Menurut Hari Ganie, saat ini, tantangan bagi para developer adalah bagaimana menangkap peluang pasar dan menyediakan produk yang sesuai dengan kebutuhan bagi para milenial tersebut. “TOD (transit oriented development) sebagai salah satu produk yang sesuai dengan kebutuhan dan gaya hidup milenial,” ujarnya.

Dia mengatakan, pendekatan pengembangan TOD sebagai salah satu jawaban untuk hunian di pusat perkotaan. Dalam implementasinya harus direncanakan dengan baik, dari sisi teknis planning, infrastruktur, dan finansial serta kelambagaan.

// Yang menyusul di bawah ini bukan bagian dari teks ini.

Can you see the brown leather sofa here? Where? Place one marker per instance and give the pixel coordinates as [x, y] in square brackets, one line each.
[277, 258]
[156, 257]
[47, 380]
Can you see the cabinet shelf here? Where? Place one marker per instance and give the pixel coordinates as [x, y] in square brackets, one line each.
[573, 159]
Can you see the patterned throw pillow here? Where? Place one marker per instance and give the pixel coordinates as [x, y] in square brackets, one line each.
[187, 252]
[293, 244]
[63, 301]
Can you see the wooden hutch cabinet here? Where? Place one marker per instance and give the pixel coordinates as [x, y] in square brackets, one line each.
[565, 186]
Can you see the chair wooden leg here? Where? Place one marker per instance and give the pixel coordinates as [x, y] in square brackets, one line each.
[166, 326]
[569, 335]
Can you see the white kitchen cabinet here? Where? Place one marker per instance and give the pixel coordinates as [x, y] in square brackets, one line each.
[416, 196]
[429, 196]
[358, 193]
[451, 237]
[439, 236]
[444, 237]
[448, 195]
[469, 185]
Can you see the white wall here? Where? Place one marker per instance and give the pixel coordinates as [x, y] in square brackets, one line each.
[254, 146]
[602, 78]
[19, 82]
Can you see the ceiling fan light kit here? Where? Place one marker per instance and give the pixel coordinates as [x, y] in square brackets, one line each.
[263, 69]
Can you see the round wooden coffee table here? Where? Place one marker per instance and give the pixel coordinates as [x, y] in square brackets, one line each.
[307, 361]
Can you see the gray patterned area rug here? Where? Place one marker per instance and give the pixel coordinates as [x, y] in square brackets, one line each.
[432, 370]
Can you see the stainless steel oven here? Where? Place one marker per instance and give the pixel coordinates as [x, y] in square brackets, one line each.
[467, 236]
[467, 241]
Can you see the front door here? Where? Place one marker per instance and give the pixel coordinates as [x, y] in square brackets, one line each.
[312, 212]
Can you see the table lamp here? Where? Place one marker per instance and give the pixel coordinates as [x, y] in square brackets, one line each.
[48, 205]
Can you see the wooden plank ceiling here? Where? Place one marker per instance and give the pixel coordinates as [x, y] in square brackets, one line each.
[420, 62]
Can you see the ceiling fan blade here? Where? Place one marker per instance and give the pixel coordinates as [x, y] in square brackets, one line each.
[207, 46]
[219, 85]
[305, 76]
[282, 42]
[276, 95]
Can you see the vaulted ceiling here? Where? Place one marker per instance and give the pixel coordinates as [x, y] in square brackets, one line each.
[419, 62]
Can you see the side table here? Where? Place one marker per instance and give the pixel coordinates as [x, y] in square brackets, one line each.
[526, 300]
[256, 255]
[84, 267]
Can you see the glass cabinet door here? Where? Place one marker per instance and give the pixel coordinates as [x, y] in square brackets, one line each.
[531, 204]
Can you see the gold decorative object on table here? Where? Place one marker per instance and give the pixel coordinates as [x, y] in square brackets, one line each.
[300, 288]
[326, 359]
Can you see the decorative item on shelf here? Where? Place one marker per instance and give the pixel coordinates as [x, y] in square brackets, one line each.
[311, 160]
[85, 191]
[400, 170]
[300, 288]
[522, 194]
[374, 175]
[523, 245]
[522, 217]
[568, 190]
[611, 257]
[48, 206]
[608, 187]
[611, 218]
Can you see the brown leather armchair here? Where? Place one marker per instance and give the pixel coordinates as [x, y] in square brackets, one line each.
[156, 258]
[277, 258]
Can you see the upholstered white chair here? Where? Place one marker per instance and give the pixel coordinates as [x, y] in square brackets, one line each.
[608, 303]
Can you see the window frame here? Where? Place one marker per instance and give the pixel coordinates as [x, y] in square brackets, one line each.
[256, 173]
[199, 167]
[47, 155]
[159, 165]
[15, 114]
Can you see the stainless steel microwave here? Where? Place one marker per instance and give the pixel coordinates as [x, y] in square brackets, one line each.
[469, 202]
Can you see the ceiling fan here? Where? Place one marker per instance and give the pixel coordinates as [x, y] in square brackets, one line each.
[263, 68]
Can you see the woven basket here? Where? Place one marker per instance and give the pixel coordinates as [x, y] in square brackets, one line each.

“Dengan terbentuknya TOD akan menciptakan kawasan mixed use development yang terintegrasi antara hunian, pusat kegiatan dan transportasi umum. Anggota REI berkompeten mengembangkan TOD,” kata dia.

Sekalipun demikian, tambah Hari Ganie, perwujudan konsep TOD harusnya menekankan pada pengembangan urban development. Ada inti dan plasma. “Perlu dukungan berupa regulasi dan pembebasan tanahnya. Kini, regulasi yang komprehensif baru ada di Jakarta yang sudah siap. Pemerintah daerah di sekitar Jakarta belum siap,” ujarnya.

Bagi Dadang, defenisi TOD adalah pembangunan yang berorientasi pada simpul-simpul transportasi. Di Indonesia, kalau menurut kriteria yang ada, kondisinya masih sangat jauh. ”Pemerintah sudah mulai dengan istilah pembangunan rusun terintegrasi stasiun. Ini yang baru bisa dilakukan. Ini langkah awal, daripada sebatas berwacana,” tegasnya.

Sementara itu, menurut Boy, sekitar 65% responden milenial mengaku berminat terhadap hunian apartemen. Walau, paling banyak menjawab terkait hunian tapak yakni sekitar 99%. “Dari sisi harga, properti yang diincar mayoritas responden adalah di bawah Rp 750 juta,” ujar Boy.

Dari sisi pembelian, tambah dia, mayoritas yakni 39% memilih kredit pemilikan rumah (KPR). Lalu, cicilan kepada pengembang (30%), tunai (28%), dan cicilan non bank (3%). “Milenial memilih pola pembayaran mencicil ke developer karena syaratnya tidak ribet dan ada diskon,” kata dia.

Boy mengatakan, masyarakat lebih memilih membayar uang muka (down payment/DP) yang tinggi ketimbang jangka waktu cicilan yang panjang.